Local Llama 2 Chatbot with LangChain, Pinecone, and Streamlit

22 January 2024

Project
mini profile picture

by Muhammad Reyhan Arighy Data Scientist

banner

Introduction

This project aims to showcase the integration of technologies to build an intelligent and interactive chatbot that runs locally. The main focus is to take advantage of the Llama 2 as open source Large Language Model developed by Meta AI as introduced in their website.

While building with Llama 2, this project is intended to leverage its factual accuracy and consistency by providing it with reliable and up-to-date information from the knowledge base.
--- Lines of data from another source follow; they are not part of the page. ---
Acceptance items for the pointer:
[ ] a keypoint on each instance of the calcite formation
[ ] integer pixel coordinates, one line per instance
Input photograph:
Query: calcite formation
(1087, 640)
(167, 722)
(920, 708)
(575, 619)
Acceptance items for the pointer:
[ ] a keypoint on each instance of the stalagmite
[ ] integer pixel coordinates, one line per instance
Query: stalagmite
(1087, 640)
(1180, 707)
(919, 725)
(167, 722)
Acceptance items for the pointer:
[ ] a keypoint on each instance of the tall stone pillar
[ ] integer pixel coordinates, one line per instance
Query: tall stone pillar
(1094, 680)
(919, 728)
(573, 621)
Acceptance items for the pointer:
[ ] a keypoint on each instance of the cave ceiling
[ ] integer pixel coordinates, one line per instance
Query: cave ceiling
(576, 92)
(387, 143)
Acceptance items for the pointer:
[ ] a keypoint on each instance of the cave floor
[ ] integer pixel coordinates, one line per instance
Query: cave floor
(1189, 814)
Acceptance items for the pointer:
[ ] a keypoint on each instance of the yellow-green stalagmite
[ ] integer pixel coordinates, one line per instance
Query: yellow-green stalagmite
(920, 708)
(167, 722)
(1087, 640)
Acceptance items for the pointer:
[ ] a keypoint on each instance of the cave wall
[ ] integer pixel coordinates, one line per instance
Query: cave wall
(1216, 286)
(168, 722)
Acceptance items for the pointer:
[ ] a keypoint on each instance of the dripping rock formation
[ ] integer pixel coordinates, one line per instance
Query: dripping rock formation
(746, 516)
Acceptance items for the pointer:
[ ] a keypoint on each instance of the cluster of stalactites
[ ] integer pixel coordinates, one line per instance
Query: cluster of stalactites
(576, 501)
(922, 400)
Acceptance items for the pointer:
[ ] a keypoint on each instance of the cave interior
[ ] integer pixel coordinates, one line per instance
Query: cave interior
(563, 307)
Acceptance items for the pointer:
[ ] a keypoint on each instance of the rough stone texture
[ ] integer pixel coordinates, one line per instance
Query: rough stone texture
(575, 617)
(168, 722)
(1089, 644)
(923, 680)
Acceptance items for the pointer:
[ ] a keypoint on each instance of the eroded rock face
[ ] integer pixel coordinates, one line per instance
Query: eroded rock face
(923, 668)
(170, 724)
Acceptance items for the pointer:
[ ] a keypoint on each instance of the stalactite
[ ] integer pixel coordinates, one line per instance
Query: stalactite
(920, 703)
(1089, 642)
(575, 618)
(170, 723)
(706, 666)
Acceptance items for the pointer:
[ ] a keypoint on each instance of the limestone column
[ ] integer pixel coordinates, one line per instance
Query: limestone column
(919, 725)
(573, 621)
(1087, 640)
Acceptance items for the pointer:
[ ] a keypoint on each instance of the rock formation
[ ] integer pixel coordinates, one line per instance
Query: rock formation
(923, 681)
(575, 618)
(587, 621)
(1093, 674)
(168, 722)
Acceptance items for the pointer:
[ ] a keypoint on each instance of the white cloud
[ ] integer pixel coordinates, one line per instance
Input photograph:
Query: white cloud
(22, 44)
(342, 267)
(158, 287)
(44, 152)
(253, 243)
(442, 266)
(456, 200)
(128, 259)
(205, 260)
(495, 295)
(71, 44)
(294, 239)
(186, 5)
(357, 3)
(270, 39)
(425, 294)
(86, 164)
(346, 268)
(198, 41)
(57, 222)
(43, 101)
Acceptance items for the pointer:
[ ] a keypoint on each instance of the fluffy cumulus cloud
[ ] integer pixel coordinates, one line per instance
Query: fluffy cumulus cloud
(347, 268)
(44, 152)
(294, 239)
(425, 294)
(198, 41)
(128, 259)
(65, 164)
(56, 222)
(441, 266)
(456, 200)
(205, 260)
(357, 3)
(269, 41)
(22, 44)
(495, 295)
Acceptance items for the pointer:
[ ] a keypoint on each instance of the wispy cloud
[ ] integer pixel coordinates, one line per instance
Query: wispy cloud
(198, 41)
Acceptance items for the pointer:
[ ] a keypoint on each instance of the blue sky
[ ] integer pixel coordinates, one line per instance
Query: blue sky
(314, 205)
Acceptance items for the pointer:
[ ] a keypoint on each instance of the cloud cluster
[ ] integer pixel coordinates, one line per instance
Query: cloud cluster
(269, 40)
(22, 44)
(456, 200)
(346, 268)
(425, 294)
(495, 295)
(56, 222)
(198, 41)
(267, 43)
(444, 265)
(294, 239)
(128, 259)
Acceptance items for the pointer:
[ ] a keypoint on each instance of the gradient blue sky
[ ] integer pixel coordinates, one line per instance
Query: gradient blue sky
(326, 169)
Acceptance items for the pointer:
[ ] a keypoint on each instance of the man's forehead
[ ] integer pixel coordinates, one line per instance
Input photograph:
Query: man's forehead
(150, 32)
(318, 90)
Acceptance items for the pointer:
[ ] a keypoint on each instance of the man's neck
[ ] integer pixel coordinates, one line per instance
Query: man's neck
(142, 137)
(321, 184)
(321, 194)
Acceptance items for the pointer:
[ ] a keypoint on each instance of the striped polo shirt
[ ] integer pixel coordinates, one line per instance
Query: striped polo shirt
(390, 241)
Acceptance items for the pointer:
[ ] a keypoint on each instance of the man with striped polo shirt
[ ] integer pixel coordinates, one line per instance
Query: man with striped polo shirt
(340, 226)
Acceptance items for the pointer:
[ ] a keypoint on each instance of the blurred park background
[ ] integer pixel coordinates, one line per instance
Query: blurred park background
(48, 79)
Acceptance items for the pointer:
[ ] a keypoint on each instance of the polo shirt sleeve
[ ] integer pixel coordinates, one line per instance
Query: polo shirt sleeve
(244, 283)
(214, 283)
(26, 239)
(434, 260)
Achieving this involves the model with an external database that could be used to store such novel information.

In order to keep it as simple as it goes, this project focuses solely on meeting the outlined objectives without delving into alternative technologies that would certainly complement the project but are outside its specific scope.

Chatbot Scheme Overview

chatbot application scheme

Let's break down the scheme overview into key steps:

Step 1: Loading External Documents

To build a robust knowledge base for Llama 2 model, we begin by loading external documents by using DirectoryLoader library, importing a collection of documents that will serve as additional Llama 2 model's knowledge base.

Step 2: Text Chunk Splitting

After loading the external documents, the next crucial step involves breaking down the content into manageable pieces. This is accomplished using RecursiveCharacterTextSplitter library, which facilitates the division of documents into smaller text chunks. This process ensures that Llama 2 model can efficiently process and analyze the information.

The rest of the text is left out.